En masse, absolutely and it’s about time they got bullish on the product they are mining and selling.
The buyers of the hedges got the best deal since sliced bread and were the true prophets who saw Gold’s ascent coming.
They bought copious amounts of Gold around $300 for future delivery!
Smart cookies they are.
- Exchange-traded funds
Perhaps the most significant player to enter the gold craze has been the ETFs or exchange-traded funds. These funds allow investors the opportunity to own the commodity through the purchase of ETF shares or certificates without hoarding gold in its physical form.
There is no doubt the ETF market has helping increase demand for Gold, but just how much is the question. It’s impossible to know, no matter what anyone tells you.
The most recent reasons to mistrust these types of structured product is the Foreclosure Gate fiasco.
No doubt ETF’s are increasing demand, but to 100% ensure increasing demand you have to physically own it in your possession or stored securely by yourself or someone you trust.
And heaven forbid you ever actually NEED the Gold for transactions or bartering purposes one day. There would be a 0% chance of retrieving your Gold from these structured products in that case.

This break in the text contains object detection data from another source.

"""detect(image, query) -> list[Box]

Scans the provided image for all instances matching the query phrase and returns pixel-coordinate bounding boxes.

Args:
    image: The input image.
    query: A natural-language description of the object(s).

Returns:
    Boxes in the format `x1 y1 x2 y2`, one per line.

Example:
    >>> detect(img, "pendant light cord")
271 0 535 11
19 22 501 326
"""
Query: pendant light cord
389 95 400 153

- Sovereign debt default fears
Fears of sovereign debt defaults have added to the worries of investors, already rattled by stock market volatility. Add to this existing geopolitical tensions, continuing economic uncertainty and declining gold production in key mining nations and you get an idea of gold’s unshakable safe haven status.
As long as these factors persist, gold is likely to find favor among institutional investors. However, if history is any guide, one can be sure that volatility in the price of gold will be the order of the day.
As I said above. Those who took the hedges on Gold are the powers behind the political facade of government. They knew a currency crisis was coming and sovereign debt default was a real possibility.
I may even suggest they structured it this way…but I’ll leave that to wear their tin-foil hats out in the open. Mine’s still in the closet!